A Oficina Raquel tá cheia de novidades para 2020, com um catálogo composto por lançamentos de autores incríveis, Júlio Emílio Braz é um deles. Esse ano, o autor lança Epaminondas Goiabeira & A Máquina da Felicidade, com projeto gráfico de Raquel Matsushita, um livro voltado para o público infanto-juvenil, onde o tempo é elemento preponderante: o passado dialoga com o pretérito mais-que-perfeito e, nessa confluência de épocas, sobrevém a gripe espanhola, mais marcante peste que assolou a humanidade no século passado.

Em uma entrevista exclusiva com nosso editor Jorge Marques, o autor responde algumas questões sobre sua carreira e seu próximo lançamento na Oficina Raquel. Leia a seguir:

JM: Júlio, ficou famosa a pergunta e talvez, ainda mais, a resposta de Joaquim Pedro de Andrade ao jornal “Liberation” à questão “Por que você faz cinema?”. Queria começar nossa conversa trazendo-a para o seu métier: Afinal de contas, por que você faz literatura?

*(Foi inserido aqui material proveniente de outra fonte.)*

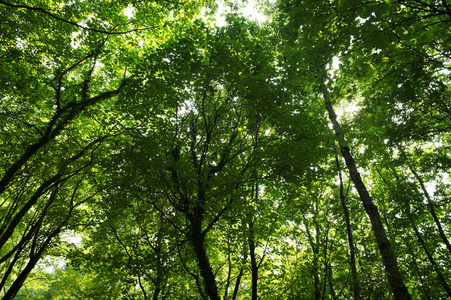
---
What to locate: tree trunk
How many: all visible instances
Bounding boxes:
[189,208,220,300]
[248,220,258,300]
[324,101,411,300]
[413,225,451,298]
[409,164,451,254]
[335,156,361,300]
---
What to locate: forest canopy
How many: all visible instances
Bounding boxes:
[0,0,451,300]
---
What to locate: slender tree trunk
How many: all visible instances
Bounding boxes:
[248,220,258,300]
[409,164,451,254]
[328,263,337,300]
[378,165,451,298]
[335,156,361,300]
[189,208,220,300]
[413,225,451,298]
[324,99,411,300]
[304,218,321,300]
[232,243,247,300]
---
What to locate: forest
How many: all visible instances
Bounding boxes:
[0,0,451,300]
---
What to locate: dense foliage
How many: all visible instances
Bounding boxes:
[0,0,451,300]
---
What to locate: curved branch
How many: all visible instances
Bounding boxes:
[0,0,152,35]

JE: Uma das maiores e agradáveis descobertas que fiz na minha vida aconteceu quando Ferreira Gullar fez-se o grande substituto de uma das edições da Flip anos atrás. Em dado momento, alguém o questionou sobre a grande importância da arte na vida das pessoas e ele respondeu com insofismável segurança ao dizer: “Porque a vida só não basta”. Fiquei encantado e finalmente encontrei o elixir mágico de todas as minhas mais arraigadas convicções com relação a Literatura, o bálsamo adequado para enfrentar todas as incompreensões mais comuns sobre a Cultura e a Arte em países periféricos como o nosso. A literatura é o meu oxigênio, a certeza poderosa de que a minha humanidade se completa com a maior obra de qualquer humanidade, que é a palavra e acima de tudo, o seu uso.   

JM: Creio que os meus primeiros contatos com suas obras foram lá no início de minha carreira como professor, quando títulos como “Pretinha, eu?” e “Crianças na Escuridão” encontraram grande repercussão na recepção de professores e jovens leitores. Unir a preocupação social ao fazer literário faz parte de um projeto artístico sistemático ou isso surge de uma maneira menos racional na sua trajetória?

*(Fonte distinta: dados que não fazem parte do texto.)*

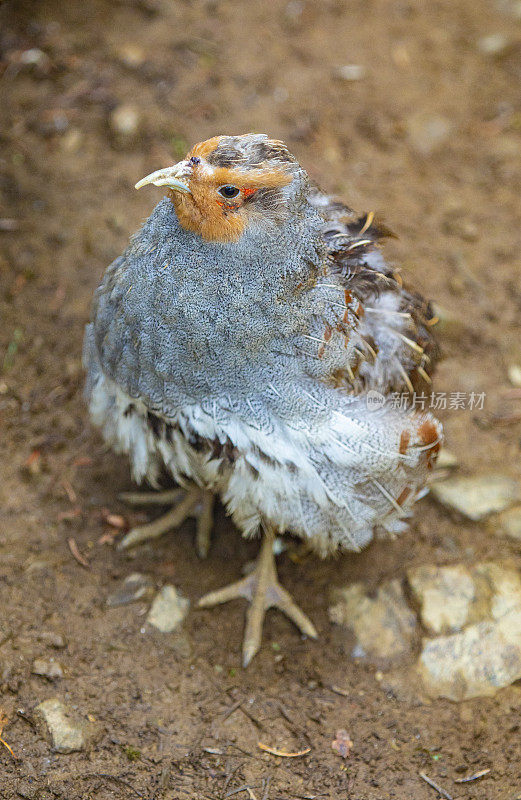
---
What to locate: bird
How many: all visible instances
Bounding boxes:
[83,133,443,666]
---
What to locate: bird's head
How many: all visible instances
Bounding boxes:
[136,133,304,242]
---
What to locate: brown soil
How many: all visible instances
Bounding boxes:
[0,0,521,800]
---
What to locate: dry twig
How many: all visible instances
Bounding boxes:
[257,742,311,758]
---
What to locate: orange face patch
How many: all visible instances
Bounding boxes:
[169,145,293,242]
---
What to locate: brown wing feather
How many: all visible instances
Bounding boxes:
[310,188,440,391]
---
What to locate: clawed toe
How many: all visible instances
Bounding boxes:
[118,486,214,558]
[198,532,318,667]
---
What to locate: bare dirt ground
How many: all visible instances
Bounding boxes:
[0,0,521,800]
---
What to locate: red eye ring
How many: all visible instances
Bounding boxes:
[217,183,240,200]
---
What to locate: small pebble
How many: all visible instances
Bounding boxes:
[406,112,454,156]
[36,631,67,650]
[110,104,141,139]
[431,475,521,521]
[33,697,101,753]
[116,42,146,69]
[107,572,154,608]
[490,506,521,542]
[31,658,63,681]
[416,562,521,701]
[328,580,416,660]
[334,64,367,82]
[508,364,521,388]
[147,584,190,633]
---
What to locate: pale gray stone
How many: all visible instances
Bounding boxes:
[490,506,521,541]
[508,364,521,389]
[147,584,190,633]
[31,658,63,681]
[407,564,476,634]
[406,112,453,156]
[334,64,367,81]
[417,562,521,700]
[107,572,154,608]
[431,475,521,521]
[329,580,416,660]
[33,697,101,753]
[110,103,141,138]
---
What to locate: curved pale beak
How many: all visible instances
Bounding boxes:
[135,161,191,194]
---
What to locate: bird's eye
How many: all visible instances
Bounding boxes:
[217,185,239,200]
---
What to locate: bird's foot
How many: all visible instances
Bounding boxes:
[118,486,214,558]
[198,531,318,667]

JE: No princípio, a busca por tais temas e pelo viés social em meus livros se faziam por algo instintivo ou a percepção de que algo estava errado ou simplesmente me incomodava e eu precisava falar sobre aquilo. Aos poucos, no entanto, principalmente quando passei a visitar escolas públicas pelo Brasil afora, eu fui compreendendo a necessidade de se debater e falar sobre problemas que não apenas me afligia mas atingiam outros pessoas e o mais dramático, quem elas nem percebia. Falar sobre tais temas não era mais a maior necessidade, mas a ignorância geradora de tais problemas, o inimigo a ser incansavelmente perseguido. No entanto, eu até hoje me preocupo em não ser panfletário. Certa vez eu ouvi Mário Quintana dizer que um livro, uma canção ou uma peça de teatro não mudam o mundo, a arte, cultura e o conhecimento mudam o ser humano que se conseguir se unir (a desunião é o fruto amargo da ignorância), mudará o mundo. Meu único prazer e objetivo na vida é escrever boas histórias e se forem realmente boas, conseguirão colocar a quela inquietação necessária ao crescimento intelectual de qualquer um de nós. Foi a partir daí que agreguei uma certa racionalidade ao que faço.

JM: Sua carreira artística nasce no século XX, numa realidade ainda analógica, passa pela popularização da internet, na virada do milênio, e chega a uma sociedade amplamente dominada pelo universo digital. Na sua visão, como essas transformações atingiram (se é que atingiram) o mundo do livro e da leitura?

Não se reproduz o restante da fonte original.